Contra Costa County stands to lose millions in tax revenue from refineries
By Lisa Vorderbrueggen
Contra Costa Times
Posted: 02/15/2012 05:44:55 PM PST
Updated: 02/16/2012 06:35:19 AM PST
Click photo to enlarge
Interstate 580 snakes around the Richmond Chevron Refinery in this aerial view on Oct. 14, 2010,...
Contra Costa County, home to the highest concentration of oil refineries in the state, is sweating after a recent court ruling that could cost local agencies millions of dollars in property tax revenues from petroleum producers.
A Southern California appeals court in January tossed out a 5-year-old state regulation -- dubbed Rule 474 -- that determined how to set the taxable value of oil refineries. The rule limited the extent to which the declining value of aging equipment could reduce a refinery's overall tax bill.
Dumping the rule favors the state's 13 oil refineries and Chevron, the county's biggest taxpayer, most of all.
Contra Costa estimates the shift could retroactively drop the taxable value of the Richmond refinery by as much as $200 million a year for each of the past five years.
It could trigger a $13 million tax refund that would be borne by cities, fire, park and other districts. It also could lower by several million dollars Chevron's future tax payments.
The county's other three refineries have changed hands in recent years so there would not be a large retroactive drop in their taxes, but they could pay less in the future.
The crux of the issue is whether assessors can value a refinery's land, buildings and equipment as a single unit, rather than separately. A split assessment, which the court ruling mandates, favors oil refineries because the value of machinery and other equipment depreciates over time.

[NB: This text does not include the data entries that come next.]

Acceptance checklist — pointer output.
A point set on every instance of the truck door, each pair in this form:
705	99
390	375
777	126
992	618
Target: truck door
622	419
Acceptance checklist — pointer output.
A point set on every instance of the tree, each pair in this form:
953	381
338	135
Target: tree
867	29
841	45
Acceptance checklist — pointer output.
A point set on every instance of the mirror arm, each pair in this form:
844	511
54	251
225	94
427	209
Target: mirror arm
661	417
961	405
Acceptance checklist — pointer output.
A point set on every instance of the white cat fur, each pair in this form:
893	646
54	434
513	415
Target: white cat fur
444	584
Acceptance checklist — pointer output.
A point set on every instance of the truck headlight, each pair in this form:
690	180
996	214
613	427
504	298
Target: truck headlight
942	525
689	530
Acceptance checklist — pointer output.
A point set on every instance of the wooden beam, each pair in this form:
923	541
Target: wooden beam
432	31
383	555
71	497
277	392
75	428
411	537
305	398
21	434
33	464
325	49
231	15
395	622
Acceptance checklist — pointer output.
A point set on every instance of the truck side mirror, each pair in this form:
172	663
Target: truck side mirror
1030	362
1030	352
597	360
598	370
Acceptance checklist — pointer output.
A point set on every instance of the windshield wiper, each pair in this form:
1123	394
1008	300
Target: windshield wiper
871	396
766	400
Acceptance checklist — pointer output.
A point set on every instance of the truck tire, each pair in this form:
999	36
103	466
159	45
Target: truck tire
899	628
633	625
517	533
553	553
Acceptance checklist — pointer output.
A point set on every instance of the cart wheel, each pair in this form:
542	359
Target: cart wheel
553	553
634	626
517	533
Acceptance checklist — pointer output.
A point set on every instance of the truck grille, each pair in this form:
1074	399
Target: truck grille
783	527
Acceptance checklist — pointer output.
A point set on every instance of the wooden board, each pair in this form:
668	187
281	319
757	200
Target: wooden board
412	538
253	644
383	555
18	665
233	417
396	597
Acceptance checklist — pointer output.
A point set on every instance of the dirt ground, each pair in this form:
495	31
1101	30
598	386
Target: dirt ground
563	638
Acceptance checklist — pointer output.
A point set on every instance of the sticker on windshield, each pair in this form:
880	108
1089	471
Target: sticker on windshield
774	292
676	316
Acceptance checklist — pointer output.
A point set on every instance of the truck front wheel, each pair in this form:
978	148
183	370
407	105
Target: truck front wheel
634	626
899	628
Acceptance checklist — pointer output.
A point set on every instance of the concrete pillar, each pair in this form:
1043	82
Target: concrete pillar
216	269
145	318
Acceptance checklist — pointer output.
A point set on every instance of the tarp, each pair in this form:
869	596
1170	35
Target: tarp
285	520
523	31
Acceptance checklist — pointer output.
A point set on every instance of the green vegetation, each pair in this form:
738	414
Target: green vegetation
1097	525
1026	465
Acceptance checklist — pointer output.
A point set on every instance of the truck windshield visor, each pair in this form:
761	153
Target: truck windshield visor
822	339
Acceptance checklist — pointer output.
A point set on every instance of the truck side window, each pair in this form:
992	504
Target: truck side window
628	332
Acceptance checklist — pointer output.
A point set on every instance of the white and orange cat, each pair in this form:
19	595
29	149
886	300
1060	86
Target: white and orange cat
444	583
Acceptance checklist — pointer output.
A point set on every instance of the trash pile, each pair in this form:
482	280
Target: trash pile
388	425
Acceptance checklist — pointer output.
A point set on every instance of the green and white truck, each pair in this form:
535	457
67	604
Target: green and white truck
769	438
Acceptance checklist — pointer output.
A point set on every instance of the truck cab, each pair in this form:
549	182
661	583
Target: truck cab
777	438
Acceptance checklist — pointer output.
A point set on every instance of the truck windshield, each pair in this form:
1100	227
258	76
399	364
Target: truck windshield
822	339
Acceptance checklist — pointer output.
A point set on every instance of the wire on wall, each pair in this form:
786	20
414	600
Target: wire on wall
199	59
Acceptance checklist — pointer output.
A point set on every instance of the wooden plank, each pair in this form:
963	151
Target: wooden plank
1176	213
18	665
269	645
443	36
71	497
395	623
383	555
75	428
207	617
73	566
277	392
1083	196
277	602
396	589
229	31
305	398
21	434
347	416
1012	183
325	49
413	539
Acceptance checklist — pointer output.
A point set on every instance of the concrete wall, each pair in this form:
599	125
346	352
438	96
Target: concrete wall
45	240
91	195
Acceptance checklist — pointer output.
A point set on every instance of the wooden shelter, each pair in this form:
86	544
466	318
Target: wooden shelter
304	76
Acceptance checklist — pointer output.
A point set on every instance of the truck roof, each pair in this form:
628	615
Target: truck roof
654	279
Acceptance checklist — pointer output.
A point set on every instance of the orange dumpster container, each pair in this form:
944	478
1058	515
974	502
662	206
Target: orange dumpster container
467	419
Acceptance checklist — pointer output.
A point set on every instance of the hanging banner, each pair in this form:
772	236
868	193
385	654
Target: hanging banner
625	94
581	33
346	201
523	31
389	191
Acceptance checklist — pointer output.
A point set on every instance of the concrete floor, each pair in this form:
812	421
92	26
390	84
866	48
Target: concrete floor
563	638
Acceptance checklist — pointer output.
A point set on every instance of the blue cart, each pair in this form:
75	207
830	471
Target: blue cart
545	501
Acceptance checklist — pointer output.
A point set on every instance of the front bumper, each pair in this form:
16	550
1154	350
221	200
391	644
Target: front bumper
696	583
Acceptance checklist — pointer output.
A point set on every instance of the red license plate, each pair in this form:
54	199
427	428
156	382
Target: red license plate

That, in turn, lowers a refinery's overall taxable value.
"Refineries are not sold separately as land and equipment. They are sold together," said Contra Costa Supervisor John Gioia of Richmond. "This loophole flies in the face of what happens in the real world."
Contra Costa's four refineries were worth a combined $6.3 billion last fiscal year and paid $77 million in property taxes. That represents about 4.5 percent of the county's $136 billion in total assessed value.
The biggest financial blow will land on Richmond, which receives the majority of Chevron's property tax dollars. This fiscal year, money from the oil giant made up about 13 percent of the city's $121 million budget.
The county Board of Supervisors voted last week to join the state Board of Equalization if it takes to the state Supreme Court an appeal of the court ruling that upheld a 2007 lawsuit brought by the Western States Petroleum Association. The state board has until Feb. 28 to make a decision.
The industry filed the lawsuit after the state changed the appraisal formula.
Counties want to retain the assessment method, saying that refineries were unfairly manipulating the rules in order to drive down their assessed values.
"Machinery and equipment cannot contribute income without the land and conversely, land cannot produce income without the attached machinery and equipment," wrote Contra Costa County Counsel Sharon Anderson in a memo to county supervisors about the case.
The industry disagrees. Its lawyers said the formula illegally singled out refineries for disparate treatment under the tax law.
"It's a question of fairness," said Nicholas Ortiz, the association's manager of property tax issues. "We have opposed this rule since its inception."
According to county Assessor Gus Kramer, the court's decision will have no retroactive impact on the values of Shell in Martinez, Tesoro in Avon and ConocoPhillips in Rodeo.
The reasons are complex but put simply, all property owners pay taxes based on the lower of two numbers: Fair market value or the "Proposition 13" value.
Fair market value is an estimate of what a business or residence would sell for on the open market.
The value under Prop. 13, the landmark 1978 statewide initiative that capped growth in property taxes, is the most recent sale price plus improvements plus annual increases of up to 2 percent.
Chevron has owned the Richmond refinery since 1902 and has made hundreds of millions of dollars of improvements that add to its value. But its fair market value, which factors depreciation, is lower than its Prop. 13 calculation. The other three refineries have recently changed hands, and their Prop. 13 values remain below their fair market values. For that reason, the depreciation issue will not immediately affect their assessed values.
Chevron is already appealing its taxable value for years 2007 through 2011 and is suing the county in Superior Court for years 2004-2006.
If the oil company were to win every dollar it seeks in the appeals and lawsuit, the county and its cities and special districts that shared in the proceeds of property tax revenues would owe Chevron a tax refund of more than $104 million.
Contact Lisa Vorderbrueggen at 925-945-4773, www.ibabuzz.com/politics or Twitter.com/lvorderbrueggen.
What's at stake
$2.7 billion
2011 taxable value of Chevron's Richmond
refinery; decision could reduce that amount by
$200 million for each of the last 5 fiscal years
$194.7 million
Total property taxes paid by Chevron, from
fiscal year 2007 through fiscal 2011
$13.3 million
Possible refund owed to Chevron after an appeals court ruling to dismiss Rule 474.